Similarly, in India Uber is battling Ola, a strong incumbent with a presence in 102 cities compared to Uber’s 29, with added perks such as smartphones for drivers. In the Middle East, Uber is facing competition from rivals like Careem, who recently raised $350 million at a $1 billion valuation as the first tranche of a larger $500 million round. The story is similar in Africa, Latin America and other developing countries. This trend of fierce competition from local rivals extends to other verticals. Snap has been marketing itself as the “next Facebook” in its pre-IPO meetings with investors, yet it has failed to reach global popularity as clones like Snow in South Korea are gaining popularity. These clones offer localized features such as cultural-specific filters and emojis. Snow has been gaining ground in the highly-coveted Chinese market as well, and with loose patent laws around applications and software, there is nothing Snap can do.

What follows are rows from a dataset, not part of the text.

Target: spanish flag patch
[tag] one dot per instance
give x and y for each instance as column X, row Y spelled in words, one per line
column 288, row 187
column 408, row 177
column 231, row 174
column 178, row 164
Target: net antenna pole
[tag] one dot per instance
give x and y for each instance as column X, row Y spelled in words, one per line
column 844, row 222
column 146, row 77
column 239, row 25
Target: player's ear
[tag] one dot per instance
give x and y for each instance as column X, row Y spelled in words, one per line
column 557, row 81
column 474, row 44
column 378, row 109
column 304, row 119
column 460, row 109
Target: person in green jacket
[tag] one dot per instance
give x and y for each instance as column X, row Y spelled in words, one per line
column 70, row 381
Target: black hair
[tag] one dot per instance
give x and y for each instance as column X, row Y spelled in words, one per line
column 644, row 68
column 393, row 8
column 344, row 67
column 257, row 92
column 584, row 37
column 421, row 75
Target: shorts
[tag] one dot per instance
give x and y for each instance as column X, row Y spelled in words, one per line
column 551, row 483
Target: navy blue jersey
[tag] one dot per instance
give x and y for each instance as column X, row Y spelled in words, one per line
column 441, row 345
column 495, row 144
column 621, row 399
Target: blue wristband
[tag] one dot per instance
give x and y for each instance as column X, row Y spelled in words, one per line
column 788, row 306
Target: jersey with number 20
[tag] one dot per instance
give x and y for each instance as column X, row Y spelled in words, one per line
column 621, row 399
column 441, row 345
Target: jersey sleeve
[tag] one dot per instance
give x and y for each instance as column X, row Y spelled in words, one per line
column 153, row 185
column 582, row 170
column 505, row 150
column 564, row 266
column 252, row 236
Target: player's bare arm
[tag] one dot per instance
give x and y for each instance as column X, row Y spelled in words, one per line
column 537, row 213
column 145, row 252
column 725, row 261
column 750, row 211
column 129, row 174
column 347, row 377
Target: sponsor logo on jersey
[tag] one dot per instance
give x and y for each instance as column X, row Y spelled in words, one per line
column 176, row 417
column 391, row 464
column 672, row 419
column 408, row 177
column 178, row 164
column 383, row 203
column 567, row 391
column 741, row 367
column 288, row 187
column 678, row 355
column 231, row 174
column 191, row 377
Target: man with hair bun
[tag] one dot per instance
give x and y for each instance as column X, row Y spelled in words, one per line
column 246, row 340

So is the global competitive dynamic changing – particularly in the consumer-facing technology sector? Pioneering companies such as Snap and Uber drive technology to scale and success in the North American and European markets. While these companies are scaling in their initial markets and gaining mainstream adoption, local competitors are catching on much sooner than in the past and establishing a strong competitive foothold. Whether or not this model becomes the “new normal” needs to be watched closely. Meanwhile investors in private emerging growth companies should factor this changing dynamic into their assessment of the compelling growth opportunities in the international markets.

AI Has Arrived

As major media outlets published their perspective on what’s ahead for tech in 2017, against the backdrop of a warming IPO environment, many identified artificial intelligence (AI) as an area which would see tremendous growth over the course of the year and perhaps see mainstream adoption.

While AI has been in many consumers’ pockets for years already through the likes of Siri and other voice assistants, AI has undergone major advances of late and is penetrating more areas of our lives. Want to send an email to a colleague? Amy Ingram, an intelligent personal assistant developed by New York-based x.ai, might reply to schedule a meeting. Amy’s not a new hire, but rather an AI application. Want to ask Alexa to close the door and order a pizza? Alexa isn’t an au pair, but a hands-free voice-controlled intelligent assistant found on Amazon’s Echo speaker and an increasing number of products. What makes Alexa unique is that its software is open, allowing developers to build in compatibility for a variety of new functions and skills, similar to apps for your iPhone.

From Spotify to Uber, Pandora, Nest, Domino’s Pizza, and just about any other app you can think of, Alexa is compatible and can accomplish just about any request you can throw at it – a far cry from Siri’s initial debut in October 2011. At CES, artificial intelligence permeated nearly every segment of technology, from cars to DirecTV. On the enterprise front, IBM is betting its future on AI, leveraging the power of its Watson platform.

From the funding angle, venture capitalists are starting AI dedicated funds – even Microsoft started its own venture fund dedicated strictly to AI. In 2016, AI companies raised nearly $5 billion in investment – a record for the space – and more than 40 AI startups were acquired.

AI is not the first major technology to have been hyped with the potential to go mainstream. Stereoscopic 3D is an example of a technology that was previously subject to similar hype and anticipation. The hype however did not translate into strong sales with the rise of LED TVs and Ultra HD. The technology quickly died with both Samsung and LG officially dropping support. VR (Virtual Reality), another technology that has been the subject of much anticipation, is far more likely to meet this fate than AI. VR certainly has its place and its applications, but these are far more limited than the scale and scope at which we see AI touching everyone’s lives every day. AI is here to stay.

With the technology maturing, funds flowing, and the pace of acquisitions accelerating, AI has arrived and is well-positioned to be transformational. It is no longer a moonshot idea, nor is it likely to be relegated to a novelty like stereoscopic 3D was and VR may be. The massive commercial success of the Amazon Echo line of products shows that the market is hungry for AI and that it spans generations.